In 1929 Burnet and Margot McKie suggested that bacteriophage could exist as a stable non-infectious "anlage" which multiplies in step with the bacterial host, a concept that was many years ahead of its time. He was thus one of the pioneers in the study of lysogeny, the process by which certain bacteriophages integrate their DNA into the chromosome of the bacterial host and replicate in a hidden fashion, only to emerge at a later stage, either randomly and unpredictably or by certain stimuli such as ultraviolet light, as shown by Lwoff in 1949 (3). In order to appreciate Burnet's vision, we must remember that D'Herelle denied the phenomenon of lysogeny, and even Delbrück initially refused to believe in it, feeling that the experiments by Burnet and others were worthless (3). The importance of bacteriophage in genetics was recognised by the award of Nobel Prizes to Jacob, Lwoff and Monod in 1965 and to Delbrück, Hershey and Luria in 1969.

In 1932-3 Burnet took leave of absence from WEHI to hold a fellowship at the National Institute for Medical Research in Hampstead, London, where he witnessed what can now be seen as a "golden age" of virology, including the isolation of the influenza virus and its transmission to ferrets. A major contribution at this time was his demonstration that canary pox virus (and by implication, other viruses) could be quantitated by making serial dilutions and counting pocks on the chorioallantoic membrane of embryonated eggs.
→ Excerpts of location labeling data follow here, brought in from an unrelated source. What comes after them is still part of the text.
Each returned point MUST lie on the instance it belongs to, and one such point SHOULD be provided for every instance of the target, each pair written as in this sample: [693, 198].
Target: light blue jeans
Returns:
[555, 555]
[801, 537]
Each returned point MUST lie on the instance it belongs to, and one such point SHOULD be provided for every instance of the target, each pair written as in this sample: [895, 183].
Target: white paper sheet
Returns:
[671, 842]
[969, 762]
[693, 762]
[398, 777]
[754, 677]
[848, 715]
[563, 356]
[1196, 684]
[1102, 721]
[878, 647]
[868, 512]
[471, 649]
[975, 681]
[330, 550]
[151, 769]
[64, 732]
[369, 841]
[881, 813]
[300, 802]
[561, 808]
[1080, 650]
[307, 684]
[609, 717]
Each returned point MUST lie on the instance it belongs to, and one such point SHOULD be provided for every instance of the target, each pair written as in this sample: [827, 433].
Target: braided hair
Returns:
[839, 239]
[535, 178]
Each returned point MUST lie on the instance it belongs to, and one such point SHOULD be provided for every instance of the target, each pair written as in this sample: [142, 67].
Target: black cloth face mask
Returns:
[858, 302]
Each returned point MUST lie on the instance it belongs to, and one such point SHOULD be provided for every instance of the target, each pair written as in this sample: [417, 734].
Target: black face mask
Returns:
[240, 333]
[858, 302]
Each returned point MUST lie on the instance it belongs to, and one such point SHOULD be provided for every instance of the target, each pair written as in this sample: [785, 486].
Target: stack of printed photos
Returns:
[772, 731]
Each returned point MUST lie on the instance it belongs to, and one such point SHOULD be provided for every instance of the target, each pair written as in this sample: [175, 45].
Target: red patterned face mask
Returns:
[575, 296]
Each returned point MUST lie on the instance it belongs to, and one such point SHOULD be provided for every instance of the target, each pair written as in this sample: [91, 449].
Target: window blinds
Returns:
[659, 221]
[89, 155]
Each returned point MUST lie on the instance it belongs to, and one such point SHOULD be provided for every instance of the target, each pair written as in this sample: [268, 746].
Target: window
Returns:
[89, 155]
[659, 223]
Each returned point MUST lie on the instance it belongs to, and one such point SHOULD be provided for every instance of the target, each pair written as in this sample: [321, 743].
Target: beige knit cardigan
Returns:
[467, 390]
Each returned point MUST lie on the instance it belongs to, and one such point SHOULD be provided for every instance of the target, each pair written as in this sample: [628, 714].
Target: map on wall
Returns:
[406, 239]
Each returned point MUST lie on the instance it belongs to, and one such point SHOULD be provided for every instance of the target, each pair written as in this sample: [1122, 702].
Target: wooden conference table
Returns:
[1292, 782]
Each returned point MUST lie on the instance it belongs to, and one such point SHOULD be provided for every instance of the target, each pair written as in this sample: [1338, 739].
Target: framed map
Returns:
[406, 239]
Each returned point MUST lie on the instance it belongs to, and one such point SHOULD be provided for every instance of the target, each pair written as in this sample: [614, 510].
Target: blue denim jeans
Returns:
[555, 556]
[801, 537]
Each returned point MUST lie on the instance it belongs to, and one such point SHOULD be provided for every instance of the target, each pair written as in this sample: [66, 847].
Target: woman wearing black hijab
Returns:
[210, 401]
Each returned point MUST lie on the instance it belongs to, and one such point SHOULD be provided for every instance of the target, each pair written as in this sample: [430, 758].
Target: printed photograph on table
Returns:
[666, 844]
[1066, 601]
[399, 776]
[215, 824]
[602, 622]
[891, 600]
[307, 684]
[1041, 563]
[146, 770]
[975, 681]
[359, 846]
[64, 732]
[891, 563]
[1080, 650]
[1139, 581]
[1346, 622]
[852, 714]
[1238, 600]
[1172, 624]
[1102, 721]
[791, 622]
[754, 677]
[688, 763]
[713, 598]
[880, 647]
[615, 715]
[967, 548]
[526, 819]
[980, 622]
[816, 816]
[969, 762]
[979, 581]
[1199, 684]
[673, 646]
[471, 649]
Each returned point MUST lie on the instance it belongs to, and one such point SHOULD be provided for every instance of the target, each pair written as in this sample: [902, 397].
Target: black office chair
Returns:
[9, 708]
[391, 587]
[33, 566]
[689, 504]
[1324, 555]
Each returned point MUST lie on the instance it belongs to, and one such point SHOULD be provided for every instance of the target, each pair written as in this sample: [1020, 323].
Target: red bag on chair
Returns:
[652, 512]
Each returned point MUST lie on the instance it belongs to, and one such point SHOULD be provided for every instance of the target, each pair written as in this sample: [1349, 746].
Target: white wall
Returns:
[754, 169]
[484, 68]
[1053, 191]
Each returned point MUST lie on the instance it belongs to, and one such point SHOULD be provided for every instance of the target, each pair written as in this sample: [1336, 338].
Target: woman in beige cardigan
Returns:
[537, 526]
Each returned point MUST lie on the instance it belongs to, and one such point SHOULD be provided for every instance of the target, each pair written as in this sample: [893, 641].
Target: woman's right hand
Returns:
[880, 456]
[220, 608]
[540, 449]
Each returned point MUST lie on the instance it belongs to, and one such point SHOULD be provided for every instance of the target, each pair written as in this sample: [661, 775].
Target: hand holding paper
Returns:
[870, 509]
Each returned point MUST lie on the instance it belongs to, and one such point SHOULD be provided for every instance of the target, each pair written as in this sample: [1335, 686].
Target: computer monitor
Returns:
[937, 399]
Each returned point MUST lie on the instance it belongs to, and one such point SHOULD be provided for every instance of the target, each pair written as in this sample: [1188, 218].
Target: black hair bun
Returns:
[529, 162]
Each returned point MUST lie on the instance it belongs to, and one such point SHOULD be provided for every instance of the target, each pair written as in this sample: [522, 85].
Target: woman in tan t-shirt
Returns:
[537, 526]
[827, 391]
This work became particularly important in his later studies on influenza.

Director of the Walter and Eliza Hall Institute

He returned to the Hall Institute in 1934. Upon the departure of Kellaway to become Director of the Wellcome Foundation in 1943, Burnet became Director, a post which he held until his retirement in 1965. These years saw a stream of discoveries concerning infectious diseases, notably psittacosis, scrub typhus, Murray Valley encephalitis, myxomatosis, poliomyelitis, and Q fever, the causative organism of which was named Coxiella burneti in his honour.

During this time Burnet had a particularly strong interest in influenza virus. The world-wide influenza pandemic of 1918-1919 killed more people than were killed in the whole of the first world war, and he was conscious of the possibility that a similar pandemic might occur again. He devised novel methods for the growth and study of influenza virus in embryonated eggs, although the development of an effective influenza vaccine proved elusive.

His interest in receptors for flu virus led, via an extraordinary combination of brilliance and intuition, to his discovery of a "receptor-destroying enzyme" (neuraminidase) secreted by Vibrio cholerae. This work led on to Alfred Gottschalk's discovery of glycoproteins and the neuraminidase substrate, sialic acid.

The golden age of virology continued at the Hall Institute under Burnet's direction. It included the work of Alick Isaacs on what was later called "interferon", as well as important contributions by Gordon Ada, who discovered the segmented RNA nature of the influenza genome, and the work of John Cairns, Stephen Fazekas de St. Groth, Eric French, Gray Anderson and Frank Fenner.